Turns out, it’s not so easy to rotate a sunken ship after all.
Salvage operators off the Italian coast ran into a couple of snags on Monday as they attempted to right the very wrong shipwreck of the Costa Concordia, which hit the rocks off the picturesque island of Giglio in Tuscany on Friday the 13th of January 2012.

First, a late-night torrential sea storm nearly halted operations. Roaring thunder and violent bolts of lightning almost seemed like an ominous warning that the ship wanted to stay just where it was. The storm delayed the placing of the command center, which was to be perched on a barge just a few feet in front of the Concordia’s bow by 6 a.m. Instead, salvage operators could only begin the command center placement three hours later.
The second glitch came a few hours after that, when some of the cables used to pull the ship upright started to slack. Operations were slowed so a team of eight technicians could shimmy up the ship to tighten up the cables.
Then, the high-tech and logistically complicated endeavor became about as exciting as watching paint dry. For more than two hours, hundreds of journalists from around the world kept their lenses fixed on the still waters, breathlessly noting that there was really nothing to note quite yet.
Then, subtly, a line of scum started to build. And then, little by little, the yellowish brown stains grew. Because the movement of the giant vessel was so slow, the only way to mark the rotation was by watching the slime line rise. It took eight hours for the ship to rotate just 10 degrees. When it hit 20 degrees early Tuesday, salvage operators found out that their plan worked, as gravity took over and the Costa Concordia essentially finished the jobs and righted itself.
Thirty-two people died when the Concordia went down, and two of those bodies have still not been recovered. Costa officials said an initial sweep with robotic cameras did not turn up any remains, but that it was far too dangerous for divers to go down and search.
Russel Rebello, 33, from India, was a waiter on the ship and was last seen helping passengers into life boats. Maria Grazia Treccanchi, from Sicily, was celebrating her 50th birthday. She was on the phone to a friend who reportedly heard her say, “We’re sliding into the sea,” as the phone went dead.
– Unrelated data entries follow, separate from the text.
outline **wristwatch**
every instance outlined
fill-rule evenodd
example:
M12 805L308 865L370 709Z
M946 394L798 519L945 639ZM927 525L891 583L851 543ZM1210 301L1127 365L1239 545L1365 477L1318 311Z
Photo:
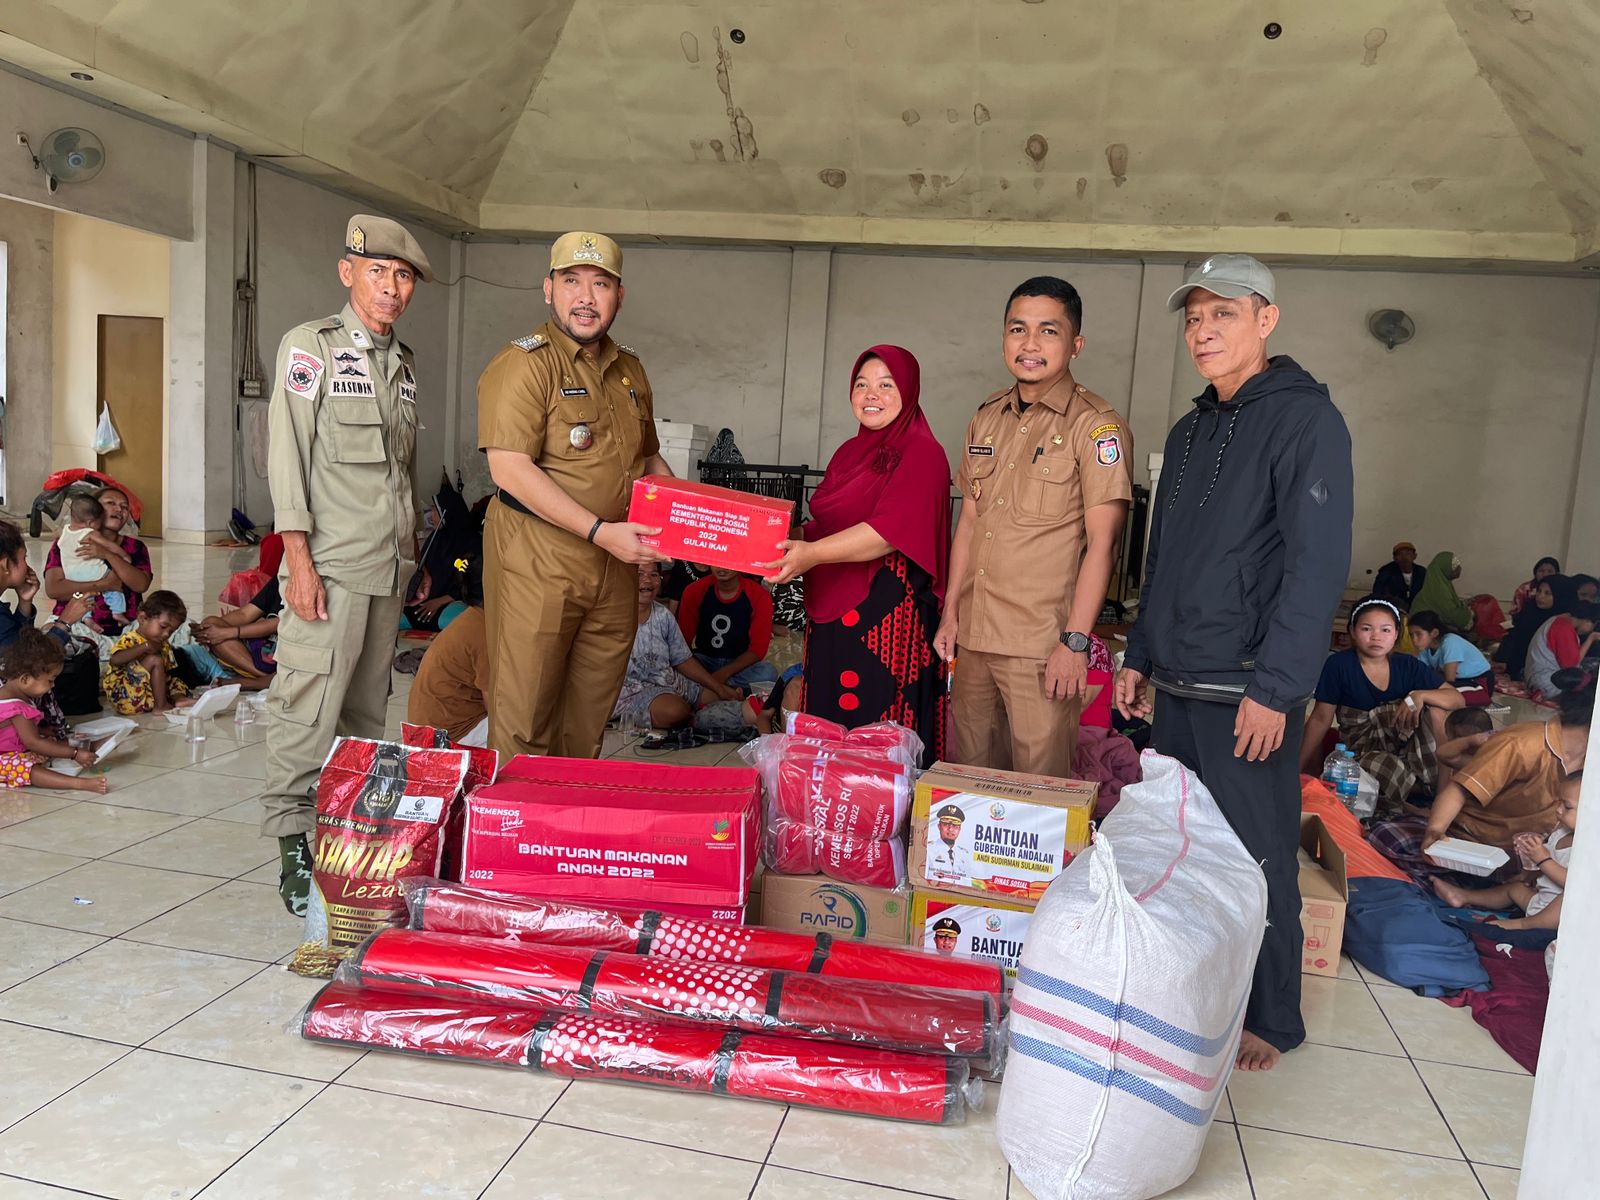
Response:
M1087 633L1063 633L1061 644L1074 654L1087 654L1089 652L1089 635Z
Part of the reason the Concordia wasn’t blown up or dismantled on site is because the bodies of those last remaining victims presumably might still be inside the ship.
On Monday, public-relations officials for the Costa Crociere company and a few representatives from their parent company, Carnival Cruises in Florida, scurried between television crews stationed on the Giglio harbor, shuttling between experts and salvage pundits to fill the time as the ship rotated in the background. They handed out sandwiches to hungry journalists in one of two media centers (one a floating tour boat, oddly called The Revenge, and the other a tent that had the look and feel of a cruise-ship lounge).
Costa has paid $800 million for its erstwhile captain’s mistake of ramming their ship into this island, and they seemingly felt somewhat entitled to control the message—or at least to try. Though it is hard to spin a tale like the wrecking of the Costa Concordia, especially as the crippled ship slowly rose to show its deepest wounds.
The starboard side of the ship, which has been essentially melded onto the rocks of Giglio for the 20 months since the accident, detached from the rocks without incident. But Nick Sloane, the salvage master in charge of the 500-strong crew, warned before the operation that it would look “like a high-impact car accident.” That side now has to be repaired and fitted with flotation devices that will eventually help the wreck float to the surface.
For now, though, the rotation will place the ship on underground platforms some 30 meters below the surface. The next phase of the operation is preparing for the refloat, which is scheduled to take place sometime next year.